Mesir akan segera menjadi pusat energi global utama, menurut eksekutif senior negara itu di bidang ini. Mesir menandatangani sejumlah proyek pada bulan November, menambahkan lebih dari 55GW ke kapasitas tenaga surya dan angin saat ini.

Selama konferensi COP27 di Sharm El-Sheikh, negara Arab terpadat itu menandatangani 16 perjanjian dengan perusahaan multinasional dan regional untuk produksi hidrogen hijau dan proyek energi surya dan angin lainnya, kata Mohammed Al-Khayyat, ketua Otoritas Energi Baru dan Terbarukan.

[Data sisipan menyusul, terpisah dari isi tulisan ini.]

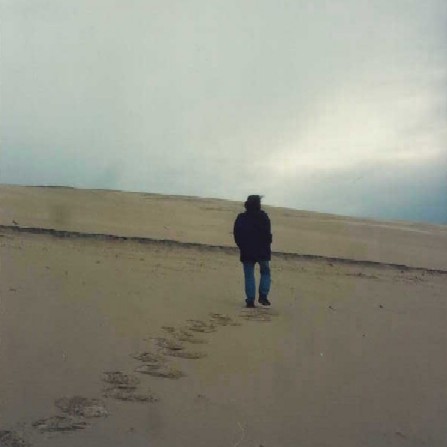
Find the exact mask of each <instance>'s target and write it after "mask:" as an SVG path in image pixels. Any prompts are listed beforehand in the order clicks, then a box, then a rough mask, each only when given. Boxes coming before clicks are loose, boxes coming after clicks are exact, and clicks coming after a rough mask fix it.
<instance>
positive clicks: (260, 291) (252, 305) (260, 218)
mask: <svg viewBox="0 0 447 447" xmlns="http://www.w3.org/2000/svg"><path fill="white" fill-rule="evenodd" d="M244 205H245V210H246V211H245V213H240V214H239V215H238V216H237V218H236V221H235V222H234V230H233V234H234V241H235V242H236V245H237V246H238V247H239V250H240V260H241V262H242V264H243V266H244V277H245V295H246V300H245V302H246V303H247V307H250V308H251V307H256V306H255V298H256V284H255V264H256V263H259V267H260V270H261V280H260V283H259V300H258V301H259V303H260V304H262V305H264V306H270V301H269V300H268V299H267V296H268V293H269V291H270V266H269V261H270V259H271V248H270V246H271V243H272V233H271V225H270V219H269V217H268V215H267V213H266V212H265V211H263V210H261V196H258V195H252V196H248V198H247V200H246V202H245V204H244Z"/></svg>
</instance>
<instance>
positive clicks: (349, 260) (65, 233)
mask: <svg viewBox="0 0 447 447" xmlns="http://www.w3.org/2000/svg"><path fill="white" fill-rule="evenodd" d="M0 230H6V231H12V232H16V233H29V234H44V235H48V236H53V237H57V238H64V239H66V238H78V239H95V240H103V241H130V242H139V243H142V244H157V245H162V246H171V247H172V246H174V247H175V246H177V247H183V248H201V249H206V250H215V251H223V252H227V253H239V250H238V249H237V247H230V246H227V245H211V244H203V243H200V242H182V241H177V240H174V239H155V238H150V237H146V236H145V237H143V236H118V235H114V234H106V233H85V232H81V231H72V230H56V229H54V228H36V227H21V226H18V225H0ZM272 256H277V257H282V258H286V259H301V260H309V261H311V260H320V261H328V262H334V263H338V264H350V265H362V266H365V267H389V268H394V269H400V270H406V271H423V272H427V273H436V274H440V275H447V270H442V269H431V268H427V267H411V266H408V265H405V264H393V263H388V262H379V261H368V260H358V259H349V258H336V257H330V256H322V255H311V254H302V253H287V252H281V251H272Z"/></svg>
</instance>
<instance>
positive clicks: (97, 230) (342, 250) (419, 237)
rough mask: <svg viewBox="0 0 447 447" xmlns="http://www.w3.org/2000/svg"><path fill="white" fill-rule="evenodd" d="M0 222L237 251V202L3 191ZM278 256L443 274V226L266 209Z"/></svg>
mask: <svg viewBox="0 0 447 447" xmlns="http://www.w3.org/2000/svg"><path fill="white" fill-rule="evenodd" d="M0 203H1V204H2V206H1V209H0V225H13V221H15V222H17V224H18V225H19V226H21V227H37V228H54V229H59V230H70V231H79V232H84V233H104V234H114V235H118V236H141V237H150V238H154V239H169V240H176V241H181V242H197V243H203V244H210V245H224V246H234V242H233V238H232V234H231V233H232V226H233V221H234V218H235V215H237V213H238V212H240V211H241V210H242V203H241V202H230V201H225V200H217V199H200V200H198V199H197V198H194V197H182V196H162V195H156V194H145V193H126V192H121V191H103V190H79V189H70V188H54V187H50V188H48V187H47V188H41V187H35V188H31V187H28V188H24V187H16V186H1V187H0ZM265 208H266V210H267V211H268V213H269V215H270V216H271V219H272V225H273V233H274V243H273V250H275V251H278V252H288V253H300V254H312V255H322V256H329V257H340V258H350V259H357V260H369V261H377V262H385V263H394V264H406V265H410V266H413V267H427V268H434V269H447V227H446V226H441V225H428V224H416V223H411V222H383V221H371V220H362V219H355V218H349V217H340V216H335V215H326V214H319V213H311V212H305V211H297V210H290V209H286V208H276V207H268V206H266V207H265Z"/></svg>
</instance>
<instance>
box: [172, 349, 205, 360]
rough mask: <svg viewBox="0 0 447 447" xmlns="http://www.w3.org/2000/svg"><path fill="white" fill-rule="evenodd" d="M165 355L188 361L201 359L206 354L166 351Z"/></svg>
mask: <svg viewBox="0 0 447 447" xmlns="http://www.w3.org/2000/svg"><path fill="white" fill-rule="evenodd" d="M166 355H169V356H171V357H179V358H182V359H190V360H193V359H194V360H195V359H202V358H204V357H206V354H205V353H203V352H188V351H166Z"/></svg>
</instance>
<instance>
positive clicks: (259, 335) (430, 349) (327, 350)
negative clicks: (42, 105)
mask: <svg viewBox="0 0 447 447" xmlns="http://www.w3.org/2000/svg"><path fill="white" fill-rule="evenodd" d="M265 209H266V210H267V212H268V213H269V215H270V217H271V220H272V228H273V237H274V242H273V247H272V248H273V251H274V254H273V257H272V263H271V268H272V278H273V284H272V293H271V301H272V304H273V305H272V307H271V308H257V309H254V310H251V309H245V308H244V307H243V304H244V302H243V299H244V296H243V277H242V268H241V265H240V262H239V258H238V253H237V250H236V249H235V247H234V243H233V239H232V224H233V221H234V218H235V217H236V215H237V213H238V212H241V211H242V203H241V202H239V203H238V202H230V201H223V200H217V199H200V198H194V197H181V196H162V195H155V194H143V193H123V192H118V191H99V190H76V189H69V188H31V187H13V186H0V250H1V251H0V260H1V265H0V267H1V270H0V297H1V307H0V341H1V343H0V396H1V399H0V446H2V447H19V446H22V447H23V446H35V447H44V446H45V447H47V446H48V447H59V446H64V447H65V446H66V447H80V446H83V447H84V446H92V447H93V446H95V447H121V446H126V447H143V446H160V447H168V446H169V447H171V446H173V447H177V446H179V447H180V446H189V445H191V446H199V447H200V446H210V445H213V446H216V447H217V446H218V447H220V446H222V447H224V446H228V447H244V446H247V447H248V446H250V447H261V446H262V447H283V446H284V447H285V446H302V447H335V446H336V447H338V446H340V447H360V446H361V447H382V446H383V447H394V446H396V447H400V446H403V447H404V446H405V447H421V446H427V447H445V446H446V445H447V428H446V425H445V420H446V415H447V373H446V370H447V359H446V356H445V350H446V346H447V326H446V324H445V322H446V317H447V298H446V297H447V227H446V226H440V225H439V226H436V225H428V224H419V223H410V222H382V221H372V220H366V219H355V218H349V217H340V216H334V215H325V214H318V213H311V212H305V211H297V210H289V209H285V208H275V207H268V206H266V207H265ZM39 229H40V231H39ZM55 230H56V231H55Z"/></svg>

Khayyat mengatakan kontrak tersebut akan membuka pintu menuju masa depan cerah bagi sektor energi terbarukan Mesir.

Menurut Al-Khayyat, proyek energi terbarukan dimungkinkan di Mesir karena letak geografisnya, kecepatan angin yang tinggi, dan rasio sinar matahari yang tinggi, yang juga akan menarik lebih banyak investasi.

Pada konferensi COP27, Mesir menandatangani 16 perjanjian dengan konsorsium regional, nasional dan internasional, selain mitra lokal, dan sembilan perjanjian kerangka kerja tambahan.

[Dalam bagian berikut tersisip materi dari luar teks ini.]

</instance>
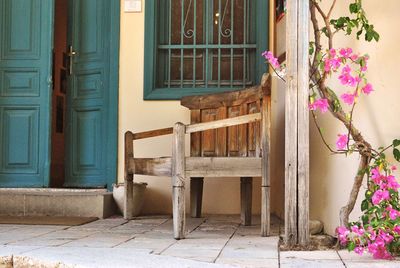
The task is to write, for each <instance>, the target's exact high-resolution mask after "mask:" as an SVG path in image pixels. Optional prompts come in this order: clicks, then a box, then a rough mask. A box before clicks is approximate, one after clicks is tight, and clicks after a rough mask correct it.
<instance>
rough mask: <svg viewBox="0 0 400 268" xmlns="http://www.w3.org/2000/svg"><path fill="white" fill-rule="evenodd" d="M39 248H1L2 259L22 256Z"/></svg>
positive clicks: (0, 252) (28, 247) (2, 247)
mask: <svg viewBox="0 0 400 268" xmlns="http://www.w3.org/2000/svg"><path fill="white" fill-rule="evenodd" d="M38 248H40V247H37V246H5V245H2V246H0V257H6V256H10V255H13V254H21V253H25V252H28V251H32V250H34V249H38Z"/></svg>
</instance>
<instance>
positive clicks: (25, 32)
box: [0, 0, 53, 187]
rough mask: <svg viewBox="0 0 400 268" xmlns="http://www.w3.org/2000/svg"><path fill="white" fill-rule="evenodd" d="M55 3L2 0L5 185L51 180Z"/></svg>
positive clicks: (0, 172) (1, 87)
mask: <svg viewBox="0 0 400 268" xmlns="http://www.w3.org/2000/svg"><path fill="white" fill-rule="evenodd" d="M52 27H53V1H51V0H0V187H43V186H48V184H49V141H50V127H49V122H50V119H49V117H50V94H51V84H52V83H51V64H50V63H51V45H52V33H53V31H52Z"/></svg>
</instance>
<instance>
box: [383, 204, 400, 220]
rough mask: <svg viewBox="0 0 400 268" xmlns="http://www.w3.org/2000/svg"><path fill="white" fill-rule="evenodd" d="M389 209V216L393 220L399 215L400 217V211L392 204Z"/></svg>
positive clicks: (388, 207) (396, 217) (389, 207)
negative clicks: (397, 209)
mask: <svg viewBox="0 0 400 268" xmlns="http://www.w3.org/2000/svg"><path fill="white" fill-rule="evenodd" d="M386 210H387V211H389V217H390V219H391V220H393V221H394V220H396V219H397V218H398V217H400V211H398V210H396V209H393V208H392V207H391V206H388V207H387V208H386Z"/></svg>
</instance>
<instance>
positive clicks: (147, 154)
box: [118, 0, 400, 233]
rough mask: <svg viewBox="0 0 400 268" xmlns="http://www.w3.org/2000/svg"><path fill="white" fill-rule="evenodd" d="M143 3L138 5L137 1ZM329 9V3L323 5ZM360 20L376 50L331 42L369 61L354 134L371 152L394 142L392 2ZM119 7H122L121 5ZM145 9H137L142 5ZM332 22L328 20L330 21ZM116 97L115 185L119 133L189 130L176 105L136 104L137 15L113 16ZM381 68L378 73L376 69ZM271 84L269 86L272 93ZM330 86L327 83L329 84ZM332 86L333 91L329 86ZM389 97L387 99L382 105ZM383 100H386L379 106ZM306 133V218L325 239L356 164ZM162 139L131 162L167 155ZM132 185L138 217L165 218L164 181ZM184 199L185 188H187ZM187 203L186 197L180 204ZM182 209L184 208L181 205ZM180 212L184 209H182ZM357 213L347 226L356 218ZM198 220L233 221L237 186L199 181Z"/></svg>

Ini akan menghasilkan sekitar 12,000MW pada tahap pengujian dan 55,000MW listrik pada tahap awal. Mesir dengan demikian akan menjadi generator energi terbarukan yang signifikan.

Sebelumnya, AMEA Power, pengembang, pemilik, dan operator proyek energi terbarukan di Dubai, menyelesaikan pembiayaan proyek energi terbarukan 1GW. Proyek tersebut akan dibangun di Mesir dan mencakup pembangkit listrik tenaga surya 500MW dan pembangkit listrik tenaga angin 500MW.

Investasi US$1,1 miliar dalam proyek-proyek tersebut disediakan oleh International Finance Corporation (IFC), Bank Pengembangan Perusahaan Belanda dan Badan Kerjasama Internasional Jepang.